Methods for the Classification of Data from Open-Ended Questions in Surveys

Disputation
16 April 2024

Camille Landesvatter

University of Mannheim

Research Objective

“[…] introducing various methods of classifying data from open-ended survey questions and empirically illustrating their application.
A central research question addressed in this thesis therefore concerns the analysis of (short) text data generated by open-ended survey questions.” (Landesvatter 2023, p.2)

Terminology: Open-Ended Questions in Surveys

  • “survey questions that do not include a set of response options” (Züll, 2016, p. 1)

  • “require respondents to formulate a response in their own words and to express it verbally or in writing” (Züll, 2016, p. 1)
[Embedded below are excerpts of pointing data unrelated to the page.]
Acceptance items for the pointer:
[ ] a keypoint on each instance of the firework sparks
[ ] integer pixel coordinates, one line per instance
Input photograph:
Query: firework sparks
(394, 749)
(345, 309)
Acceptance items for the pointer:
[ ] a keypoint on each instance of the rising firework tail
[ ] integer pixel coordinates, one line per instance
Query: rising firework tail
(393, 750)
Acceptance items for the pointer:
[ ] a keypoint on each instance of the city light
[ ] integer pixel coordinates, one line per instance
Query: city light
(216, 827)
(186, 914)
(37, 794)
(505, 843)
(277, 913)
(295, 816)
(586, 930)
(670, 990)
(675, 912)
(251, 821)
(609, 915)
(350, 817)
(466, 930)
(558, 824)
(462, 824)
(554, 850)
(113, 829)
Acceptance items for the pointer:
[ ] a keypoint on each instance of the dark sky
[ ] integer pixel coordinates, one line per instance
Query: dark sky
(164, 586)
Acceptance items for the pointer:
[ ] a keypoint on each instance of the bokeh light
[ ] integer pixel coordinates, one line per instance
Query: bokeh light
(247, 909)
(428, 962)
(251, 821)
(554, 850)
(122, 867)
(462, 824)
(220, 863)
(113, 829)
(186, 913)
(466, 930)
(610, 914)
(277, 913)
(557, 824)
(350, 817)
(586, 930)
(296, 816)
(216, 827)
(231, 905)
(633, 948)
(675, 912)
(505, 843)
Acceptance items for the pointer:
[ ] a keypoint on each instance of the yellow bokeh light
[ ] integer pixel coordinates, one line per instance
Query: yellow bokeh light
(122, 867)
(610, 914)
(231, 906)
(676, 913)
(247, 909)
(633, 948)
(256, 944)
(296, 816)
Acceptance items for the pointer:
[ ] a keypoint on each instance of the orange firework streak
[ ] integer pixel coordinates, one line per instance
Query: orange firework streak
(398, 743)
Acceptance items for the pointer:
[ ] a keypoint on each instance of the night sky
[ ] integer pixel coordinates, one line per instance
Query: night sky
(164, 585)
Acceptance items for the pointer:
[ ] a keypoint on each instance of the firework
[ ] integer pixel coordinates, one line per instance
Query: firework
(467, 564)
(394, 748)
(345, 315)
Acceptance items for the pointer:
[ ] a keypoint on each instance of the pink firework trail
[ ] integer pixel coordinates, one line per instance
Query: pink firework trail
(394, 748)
  • ≠ closed-ended questions with answer categories presented in a closed form (Inui et al., 2001, p. 1)

Strategy

“[…] introducing various methods of classifying data from open-ended survey questions and empirically illustrating their application. A central research question addressed in this thesis therefore concerns the analysis of (short) text data generated by open-ended survey questions.”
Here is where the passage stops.